How to Include Response Headers in Curl Output

When debugging web requests or testing APIs, you often need to view the HTTP response headers alongside the actual response body. This article explains how to instruct the curl command-line tool to include response headers in its standard output using the -i option, and covers alternative methods for viewing header metadata depending on your specific troubleshooting needs.

Use the -i (or --include) Option

To include the HTTP response headers in your normal output along with the response body, use the -i or --include option. This tells curl to print the protocol headers before the actual document content.

Run the following command in your terminal:

curl -i https://api.github.com

Understanding the Output

When you run this command, the output is split into two distinct parts:

  1. The Headers: At the very top, you will see the HTTP status line (e.g., HTTP/2 200) followed by the response headers (such as Content-Type, Server, Date, etc.).
  2. The Body: After the headers, there is a single blank line, followed immediately by the standard response payload (HTML, JSON, or plain text).

Alternative: Show Headers Only with -I (or --head)

If you only want to inspect the response headers and do not want to download or view the response body, use the uppercase -I or --head option.

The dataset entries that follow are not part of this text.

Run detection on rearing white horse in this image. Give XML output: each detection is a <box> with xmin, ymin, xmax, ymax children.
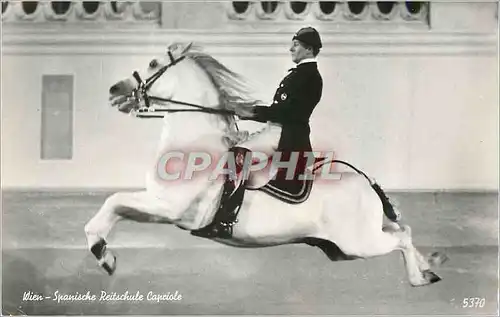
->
<box><xmin>85</xmin><ymin>43</ymin><xmax>445</xmax><ymax>286</ymax></box>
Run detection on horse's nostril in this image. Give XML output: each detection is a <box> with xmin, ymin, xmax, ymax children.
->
<box><xmin>109</xmin><ymin>85</ymin><xmax>120</xmax><ymax>94</ymax></box>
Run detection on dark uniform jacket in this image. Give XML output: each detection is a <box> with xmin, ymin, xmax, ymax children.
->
<box><xmin>252</xmin><ymin>62</ymin><xmax>323</xmax><ymax>153</ymax></box>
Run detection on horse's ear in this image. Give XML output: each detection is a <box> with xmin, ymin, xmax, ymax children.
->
<box><xmin>181</xmin><ymin>42</ymin><xmax>193</xmax><ymax>55</ymax></box>
<box><xmin>167</xmin><ymin>42</ymin><xmax>193</xmax><ymax>59</ymax></box>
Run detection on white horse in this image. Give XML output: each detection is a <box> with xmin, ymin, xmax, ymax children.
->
<box><xmin>85</xmin><ymin>43</ymin><xmax>445</xmax><ymax>286</ymax></box>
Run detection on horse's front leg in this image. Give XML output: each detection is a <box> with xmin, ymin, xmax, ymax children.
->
<box><xmin>85</xmin><ymin>191</ymin><xmax>175</xmax><ymax>275</ymax></box>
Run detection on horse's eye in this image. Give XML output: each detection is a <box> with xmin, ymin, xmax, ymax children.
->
<box><xmin>149</xmin><ymin>59</ymin><xmax>158</xmax><ymax>68</ymax></box>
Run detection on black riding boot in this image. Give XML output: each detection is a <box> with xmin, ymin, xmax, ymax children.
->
<box><xmin>191</xmin><ymin>147</ymin><xmax>249</xmax><ymax>239</ymax></box>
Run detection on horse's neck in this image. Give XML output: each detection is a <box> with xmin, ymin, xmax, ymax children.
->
<box><xmin>160</xmin><ymin>63</ymin><xmax>227</xmax><ymax>149</ymax></box>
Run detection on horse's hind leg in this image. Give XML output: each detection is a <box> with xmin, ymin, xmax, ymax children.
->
<box><xmin>85</xmin><ymin>192</ymin><xmax>175</xmax><ymax>275</ymax></box>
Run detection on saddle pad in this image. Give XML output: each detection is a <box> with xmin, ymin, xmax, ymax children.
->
<box><xmin>259</xmin><ymin>172</ymin><xmax>313</xmax><ymax>204</ymax></box>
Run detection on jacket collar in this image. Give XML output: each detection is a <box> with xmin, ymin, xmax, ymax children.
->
<box><xmin>297</xmin><ymin>57</ymin><xmax>317</xmax><ymax>66</ymax></box>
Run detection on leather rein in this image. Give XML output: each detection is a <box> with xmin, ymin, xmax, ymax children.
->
<box><xmin>131</xmin><ymin>51</ymin><xmax>236</xmax><ymax>118</ymax></box>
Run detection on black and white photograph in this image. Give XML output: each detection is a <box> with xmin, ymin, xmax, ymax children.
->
<box><xmin>0</xmin><ymin>0</ymin><xmax>500</xmax><ymax>316</ymax></box>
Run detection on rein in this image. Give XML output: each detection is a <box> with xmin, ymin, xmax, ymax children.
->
<box><xmin>131</xmin><ymin>51</ymin><xmax>236</xmax><ymax>118</ymax></box>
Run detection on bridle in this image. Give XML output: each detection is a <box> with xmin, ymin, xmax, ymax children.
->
<box><xmin>131</xmin><ymin>50</ymin><xmax>236</xmax><ymax>118</ymax></box>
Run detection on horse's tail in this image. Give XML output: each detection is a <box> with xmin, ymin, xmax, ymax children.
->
<box><xmin>320</xmin><ymin>160</ymin><xmax>401</xmax><ymax>222</ymax></box>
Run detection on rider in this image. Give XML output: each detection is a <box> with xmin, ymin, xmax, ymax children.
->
<box><xmin>192</xmin><ymin>27</ymin><xmax>323</xmax><ymax>238</ymax></box>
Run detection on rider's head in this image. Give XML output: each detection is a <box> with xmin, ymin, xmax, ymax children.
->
<box><xmin>290</xmin><ymin>27</ymin><xmax>322</xmax><ymax>63</ymax></box>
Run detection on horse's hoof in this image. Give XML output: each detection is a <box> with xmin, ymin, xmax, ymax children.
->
<box><xmin>427</xmin><ymin>252</ymin><xmax>450</xmax><ymax>267</ymax></box>
<box><xmin>422</xmin><ymin>270</ymin><xmax>441</xmax><ymax>284</ymax></box>
<box><xmin>382</xmin><ymin>222</ymin><xmax>401</xmax><ymax>233</ymax></box>
<box><xmin>98</xmin><ymin>251</ymin><xmax>116</xmax><ymax>275</ymax></box>
<box><xmin>90</xmin><ymin>238</ymin><xmax>106</xmax><ymax>260</ymax></box>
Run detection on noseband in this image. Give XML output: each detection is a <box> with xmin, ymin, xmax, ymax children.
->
<box><xmin>132</xmin><ymin>51</ymin><xmax>235</xmax><ymax>118</ymax></box>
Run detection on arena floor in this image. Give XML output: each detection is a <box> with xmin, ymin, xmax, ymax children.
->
<box><xmin>2</xmin><ymin>191</ymin><xmax>499</xmax><ymax>316</ymax></box>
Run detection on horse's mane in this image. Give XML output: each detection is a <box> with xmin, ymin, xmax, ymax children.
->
<box><xmin>185</xmin><ymin>47</ymin><xmax>262</xmax><ymax>123</ymax></box>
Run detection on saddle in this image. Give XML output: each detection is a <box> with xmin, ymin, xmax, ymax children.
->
<box><xmin>252</xmin><ymin>157</ymin><xmax>327</xmax><ymax>204</ymax></box>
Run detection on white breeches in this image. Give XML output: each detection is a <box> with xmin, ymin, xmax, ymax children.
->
<box><xmin>238</xmin><ymin>123</ymin><xmax>281</xmax><ymax>189</ymax></box>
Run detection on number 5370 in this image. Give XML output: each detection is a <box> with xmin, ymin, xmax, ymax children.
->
<box><xmin>462</xmin><ymin>297</ymin><xmax>486</xmax><ymax>308</ymax></box>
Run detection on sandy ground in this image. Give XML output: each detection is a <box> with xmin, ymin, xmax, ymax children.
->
<box><xmin>2</xmin><ymin>192</ymin><xmax>498</xmax><ymax>316</ymax></box>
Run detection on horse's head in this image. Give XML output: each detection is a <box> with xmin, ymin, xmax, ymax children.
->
<box><xmin>109</xmin><ymin>43</ymin><xmax>191</xmax><ymax>113</ymax></box>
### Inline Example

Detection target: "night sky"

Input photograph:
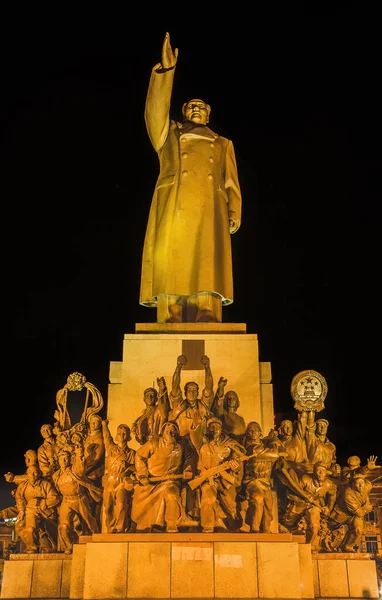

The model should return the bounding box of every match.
[0,3,382,508]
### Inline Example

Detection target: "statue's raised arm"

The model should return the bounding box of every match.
[139,33,241,323]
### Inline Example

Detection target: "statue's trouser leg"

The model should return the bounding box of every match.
[261,490,273,533]
[76,494,99,533]
[305,507,321,552]
[164,483,181,528]
[44,519,57,552]
[187,292,222,323]
[114,489,131,533]
[282,502,306,530]
[200,482,217,530]
[219,485,241,529]
[18,513,38,552]
[247,486,264,532]
[103,484,115,533]
[57,497,75,552]
[157,294,186,323]
[342,517,363,552]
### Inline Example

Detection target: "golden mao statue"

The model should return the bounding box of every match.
[140,33,241,322]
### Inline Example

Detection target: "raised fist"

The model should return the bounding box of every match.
[200,354,210,369]
[157,377,166,392]
[177,354,187,369]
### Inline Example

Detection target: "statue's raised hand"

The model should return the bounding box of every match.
[161,32,178,69]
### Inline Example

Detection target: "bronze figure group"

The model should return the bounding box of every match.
[1,355,377,554]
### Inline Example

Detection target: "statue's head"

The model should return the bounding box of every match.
[347,456,361,469]
[182,98,211,125]
[58,450,72,469]
[278,419,293,436]
[206,417,223,440]
[161,421,180,442]
[224,390,240,411]
[351,473,366,492]
[245,421,263,443]
[89,415,102,431]
[40,423,53,440]
[24,449,38,467]
[313,462,328,483]
[115,423,131,444]
[27,465,41,483]
[316,419,329,435]
[143,388,158,406]
[184,381,199,404]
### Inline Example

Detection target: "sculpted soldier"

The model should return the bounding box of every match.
[131,377,170,444]
[102,421,135,533]
[339,456,378,484]
[305,412,340,474]
[53,450,102,554]
[278,411,308,466]
[169,355,214,436]
[4,449,38,485]
[15,465,60,554]
[211,377,246,444]
[330,472,373,552]
[140,33,241,322]
[84,415,105,487]
[37,424,58,477]
[191,417,245,533]
[243,421,286,533]
[131,421,193,533]
[283,462,337,552]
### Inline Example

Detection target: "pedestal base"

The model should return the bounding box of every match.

This performs a HEAD request instead of a GET request.

curl -I https://api.github.com

Note: Some servers handle HEAD requests differently than GET requests, but this is the fastest way to inspect headers without downloading large files.


Alternative: Verbose Mode with -v (or --verbose)

For deeper troubleshooting, the -v or --verbose option prints the entire communication process. This includes the SSL/TLS handshake, the request headers sent by your machine (prefixed with >), and the response headers received from the server (prefixed with <).

curl -v https://api.github.com

Unlike -i, which prints the response headers directly to standard output (stdout), verbose mode prints debugging information to standard error (stderr), keeping your saved output file clean if you redirect the response.